Category: RocknRolla Reviews | Posted by: stagewomanjen
Article Date: October 30, 2008 | Publication: The Arizona Republic | Author: Bill Goodykoontz
Go with what you know.
Isn't that the artist's mantra? It should be Guy Ritchie's. He's taking a pounding in the British press for RocknRolla, his return to fast-talking Cockney crime films. Too derivative of his good movies (Snatch and Lock, Stock and Two Smoking Barrels), but at least better than his bad ones (Revolver and, most especially, Swept Away, which starred his soon to be ex-wife, Madonna), they say.
Yeah, well. Everybody's got to complain about something. But why complain about this?
RocknRolla, though not the most original movie ever made, is a blast, an adrenaline rush of punked-out rock-and-roll-fueled action and crime.
The film centers on a crooked real-estate deal, as much as it centers on anything. The real point of the story is for British actors to look and sound cool while they're ripping each other off and tearing each other up.
Tom Wilkinson plays Lenny, an old-school crime boss who's getting in business with a Russian billionaire, Uri Obamavich (Karel Roden). Also hanging around are lower-level hoods known as the Wild Bunch - One-Two (Gerard Butler), Mumbles (Idris Elba) and Handsome Bob (Tom Hardy) - as well as Obamavich's accountant, Stella (Thandie Newton).
There's more. A junkie rocker, Johnny Quid (Toby Kebbell), is presumed dead, but that happens with him every few months.

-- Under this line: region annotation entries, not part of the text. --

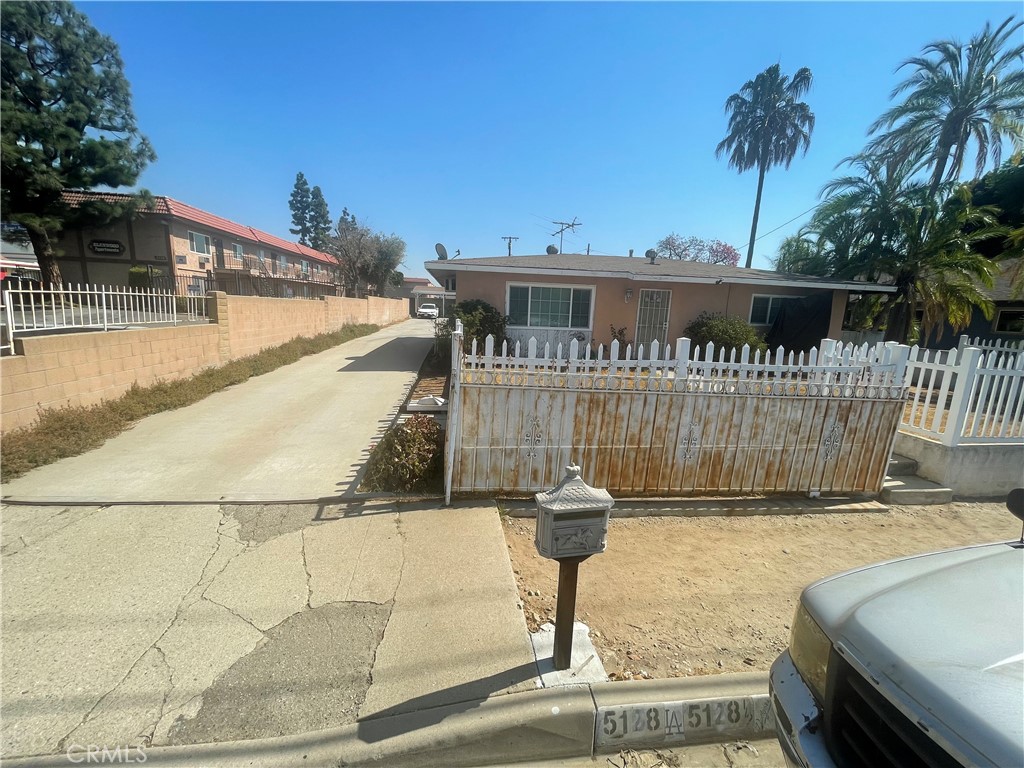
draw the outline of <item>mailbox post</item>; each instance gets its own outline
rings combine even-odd
[[[555,669],[567,670],[572,657],[577,577],[580,563],[604,552],[608,516],[614,501],[607,490],[592,488],[580,477],[580,467],[565,468],[565,477],[537,502],[535,544],[542,557],[558,562],[555,606]]]

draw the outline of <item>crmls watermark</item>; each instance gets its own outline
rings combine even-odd
[[[72,744],[68,748],[68,762],[97,763],[144,763],[144,746],[96,746],[95,744]]]

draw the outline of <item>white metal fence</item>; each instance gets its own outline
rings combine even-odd
[[[3,291],[4,346],[28,332],[178,325],[206,318],[205,296],[120,286],[41,288],[20,281]]]
[[[1024,350],[966,339],[948,351],[910,349],[900,431],[944,445],[1024,442]]]
[[[630,496],[878,492],[906,398],[894,343],[452,343],[449,497],[550,487],[570,460]]]

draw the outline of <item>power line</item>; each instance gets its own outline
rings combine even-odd
[[[792,219],[790,219],[788,221],[783,221],[781,224],[779,224],[778,226],[776,226],[774,229],[769,229],[768,231],[764,232],[763,234],[758,236],[757,238],[754,239],[754,242],[757,243],[762,238],[767,238],[772,232],[777,232],[779,229],[781,229],[786,224],[792,224],[794,221],[796,221],[797,219],[799,219],[801,216],[804,216],[804,215],[810,213],[811,211],[815,210],[816,208],[820,208],[824,203],[825,203],[825,201],[821,201],[821,203],[817,203],[817,204],[811,206],[810,208],[808,208],[803,213],[798,213]],[[742,251],[743,248],[746,248],[750,245],[751,245],[751,242],[746,241],[746,243],[743,244],[742,248],[737,248],[736,250],[737,251]]]

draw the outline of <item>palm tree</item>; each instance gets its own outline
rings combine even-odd
[[[887,132],[868,148],[907,155],[929,147],[923,160],[931,169],[932,197],[943,180],[959,177],[972,139],[978,151],[975,178],[988,158],[998,166],[1005,138],[1024,141],[1024,69],[1012,69],[1024,56],[1024,43],[1008,47],[1020,39],[1021,27],[1013,16],[995,30],[986,23],[967,45],[931,43],[900,65],[913,72],[890,97],[907,96],[871,125],[870,133]]]
[[[806,67],[798,70],[791,80],[778,65],[772,65],[726,99],[729,132],[719,142],[715,156],[727,154],[729,165],[739,173],[758,169],[758,195],[746,248],[748,269],[754,260],[765,174],[777,165],[788,168],[797,152],[803,148],[806,155],[811,145],[814,115],[806,103],[797,100],[810,87],[811,71]]]

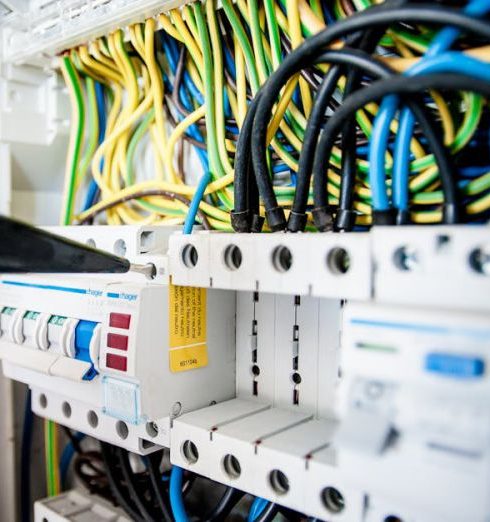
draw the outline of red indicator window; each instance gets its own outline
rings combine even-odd
[[[105,359],[105,365],[107,368],[111,368],[112,370],[119,370],[120,372],[125,372],[128,369],[128,360],[126,357],[122,357],[121,355],[114,355],[113,353],[108,353]]]
[[[109,316],[109,326],[114,328],[124,328],[129,330],[129,323],[131,322],[131,316],[129,314],[116,314],[114,312]]]
[[[128,349],[128,336],[119,334],[107,334],[107,346],[116,350]]]

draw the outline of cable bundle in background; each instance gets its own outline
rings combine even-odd
[[[485,221],[487,10],[195,2],[73,49],[63,222]]]

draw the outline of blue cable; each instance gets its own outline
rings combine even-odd
[[[172,73],[175,74],[175,71],[177,69],[177,63],[178,63],[178,53],[179,53],[178,48],[175,46],[175,42],[173,42],[173,39],[167,38],[167,37],[165,37],[165,35],[162,35],[162,45],[164,47],[165,55],[167,57],[170,69],[171,69]],[[185,79],[185,77],[186,76],[184,74],[184,79]],[[189,91],[191,92],[191,96],[196,97],[193,92],[193,90],[195,90],[199,95],[199,97],[197,98],[198,103],[201,103],[201,104],[204,103],[201,93],[199,93],[199,91],[195,87],[195,85],[192,82],[189,75],[187,75],[187,79],[188,79],[188,82],[187,82],[186,86],[187,87],[190,87],[191,85],[193,86],[193,88],[189,88]],[[186,82],[183,82],[183,83],[186,83]],[[186,88],[182,84],[180,85],[180,88],[179,88],[179,98],[182,102],[182,105],[188,111],[194,110],[194,107],[192,106],[192,102],[191,102],[190,98],[188,97]],[[180,115],[179,121],[182,121],[182,119],[183,119],[183,116]],[[204,139],[196,124],[190,125],[186,131],[186,134],[188,136],[190,136],[191,138],[194,138],[195,140],[200,141],[201,143],[204,143]],[[207,152],[200,148],[196,148],[196,151],[197,151],[197,155],[201,161],[201,164],[203,166],[203,170],[204,171],[209,170]]]
[[[75,439],[80,442],[85,438],[85,434],[81,432],[76,432],[74,434]],[[60,478],[61,484],[64,486],[66,484],[66,478],[68,476],[68,468],[70,467],[70,462],[75,455],[75,448],[71,442],[68,442],[61,454],[60,458]]]
[[[95,97],[97,100],[97,114],[98,114],[98,120],[99,120],[98,143],[100,145],[105,139],[106,110],[105,110],[104,86],[99,82],[95,82]],[[101,168],[101,170],[104,168],[104,160],[101,160],[100,168]],[[99,186],[97,185],[96,181],[94,179],[92,179],[88,186],[87,195],[85,197],[85,202],[83,205],[84,211],[89,209],[95,203],[95,201],[97,200],[98,194],[99,194]]]
[[[20,457],[20,519],[31,521],[31,454],[34,414],[31,409],[31,389],[27,388],[24,404],[24,424],[22,427],[22,443]]]
[[[488,0],[473,0],[466,7],[465,13],[472,16],[481,16],[486,14],[489,10],[490,2],[488,2]],[[448,49],[453,44],[454,40],[458,37],[459,33],[460,31],[453,27],[446,27],[439,31],[437,36],[434,38],[431,46],[427,50],[427,59],[434,58],[434,56],[437,56],[437,54]],[[419,66],[425,60],[425,57],[422,58],[422,60],[418,64],[416,64],[416,66]],[[410,71],[411,69],[407,71],[406,74],[410,74]],[[396,95],[387,96],[383,99],[378,114],[374,121],[373,132],[369,143],[369,180],[371,184],[373,207],[376,210],[387,210],[388,208],[390,208],[390,203],[386,194],[384,159],[388,145],[389,126],[391,121],[395,117],[398,108],[398,103],[399,97]],[[401,169],[401,167],[396,167],[397,163],[404,162],[403,164],[407,165],[409,161],[408,158],[410,152],[406,153],[401,151],[402,145],[403,147],[410,150],[410,140],[413,135],[413,131],[409,132],[410,129],[407,128],[407,126],[410,124],[409,117],[403,115],[407,111],[411,114],[411,111],[409,109],[404,109],[400,116],[400,122],[398,126],[397,140],[399,145],[398,149],[395,146],[394,155],[394,168],[397,169]],[[382,130],[380,128],[381,126],[385,127],[385,129]],[[406,168],[408,168],[408,166]],[[396,174],[393,174],[393,177],[395,177],[396,175],[399,175],[398,171]],[[400,185],[399,182],[394,182],[394,184],[397,184],[398,186]],[[401,209],[408,208],[408,202],[406,202],[406,200],[408,200],[408,188],[406,198],[404,196],[400,197],[399,192],[397,193],[395,206]]]
[[[250,506],[247,522],[254,522],[268,506],[269,501],[265,498],[256,497]]]
[[[172,514],[175,518],[175,522],[188,522],[189,517],[185,511],[184,499],[182,497],[182,481],[184,476],[184,470],[178,466],[172,466],[170,472],[170,507]]]
[[[478,167],[464,167],[460,169],[460,174],[465,178],[478,178],[490,172],[490,165],[482,165]]]
[[[191,199],[191,204],[189,205],[189,210],[187,211],[187,215],[185,217],[184,222],[184,234],[192,234],[192,228],[194,227],[194,222],[196,221],[197,211],[199,210],[199,204],[204,197],[204,192],[206,192],[206,187],[209,185],[211,181],[211,173],[207,170],[199,180],[199,183],[196,188],[196,192]]]
[[[461,72],[484,81],[490,81],[490,66],[462,53],[447,52],[424,58],[407,71],[408,76],[424,73]],[[413,136],[415,117],[404,108],[400,114],[398,132],[395,138],[393,157],[393,203],[398,209],[407,210],[409,202],[408,180],[410,177],[410,140]],[[405,144],[408,143],[408,147]]]

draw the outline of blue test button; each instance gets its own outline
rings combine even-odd
[[[468,355],[432,352],[425,357],[425,369],[445,377],[472,379],[485,373],[485,361]]]

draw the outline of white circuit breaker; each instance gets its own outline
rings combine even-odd
[[[168,446],[173,417],[234,396],[234,295],[171,284],[171,231],[63,233],[151,262],[156,277],[3,276],[4,372],[33,388],[41,416],[132,451]]]

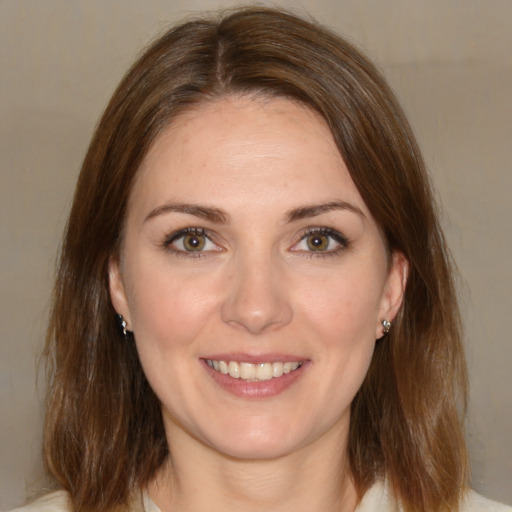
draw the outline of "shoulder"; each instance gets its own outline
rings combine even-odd
[[[461,512],[512,512],[512,507],[492,501],[469,491],[461,504]]]
[[[71,512],[71,505],[67,492],[55,491],[11,512]]]
[[[375,511],[400,512],[402,508],[397,504],[388,485],[385,482],[376,482],[364,495],[356,512]],[[460,504],[460,512],[512,512],[512,507],[503,505],[480,496],[469,490]]]

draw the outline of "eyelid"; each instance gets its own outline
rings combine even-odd
[[[328,249],[324,251],[313,251],[313,250],[304,250],[304,249],[298,249],[297,246],[306,238],[313,235],[323,235],[326,237],[330,237],[333,239],[337,246],[334,249]],[[318,226],[318,227],[310,227],[307,228],[302,232],[300,235],[299,241],[293,245],[291,248],[291,251],[293,252],[303,252],[306,253],[308,256],[333,256],[338,254],[339,252],[347,249],[350,246],[349,239],[344,236],[342,233],[340,233],[338,230],[325,227],[325,226]]]
[[[187,235],[197,235],[197,236],[204,236],[209,242],[214,244],[216,246],[216,249],[206,249],[206,250],[199,250],[199,251],[186,251],[179,249],[173,244],[179,240],[180,238],[183,238]],[[212,233],[208,231],[205,228],[201,227],[186,227],[183,229],[178,229],[176,231],[173,231],[171,234],[165,237],[165,240],[163,242],[164,249],[172,252],[176,256],[184,257],[184,258],[200,258],[205,257],[208,254],[211,254],[212,252],[221,252],[223,248],[214,240],[214,237],[212,236]]]

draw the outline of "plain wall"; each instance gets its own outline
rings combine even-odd
[[[278,4],[358,43],[409,114],[463,277],[473,486],[512,503],[512,2]],[[194,11],[232,5],[0,0],[2,510],[38,485],[36,363],[59,239],[97,119],[149,40]]]

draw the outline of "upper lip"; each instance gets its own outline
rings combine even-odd
[[[242,352],[230,353],[230,354],[212,354],[209,356],[202,357],[201,359],[210,359],[211,361],[237,361],[239,363],[293,363],[307,361],[307,358],[294,354],[282,354],[282,353],[265,353],[265,354],[247,354]]]

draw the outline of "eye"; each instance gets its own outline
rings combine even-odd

Instead, he's alive, addicted and has stolen a painting that's crucial to the plot, as is his lineage: He's Lenny's stepson. He drags his promoters (Jeremy Piven and Chris "Ludacris" Bridges) into the mess, if inadvertently.
The story is narrated here and there by Archie (Mark Strong), Lenny's loyal second in command.
There are plenty of twists and turns, but plot isn't the strength of the film. Adrenaline is.
Ritchie gives the film plenty of stylized touches and quirky scenes, the best of which involves Stella and One-Two talking business at a party while in the middle of a goofy-sexy-cool dance number. Butler is good throughout as the sort of crook who just lowers his head and plods forward.
Wilkinson, as always, is outstanding. His Lenny is a profane hothead who considers himself gentlemanly enough to be offended by terms like "gangster." Kebbell's Johnny is a wasted, hollowed-out shell of a man given to philosophical ramblings. Strong plays Archie as the sane one of the bunch - a relative term in this case but sane nonetheless.
RocknRolla is not deep. Nor does it try to be. Instead, it's more an exercise in full-on fun, best enjoyed with the volume turned way up.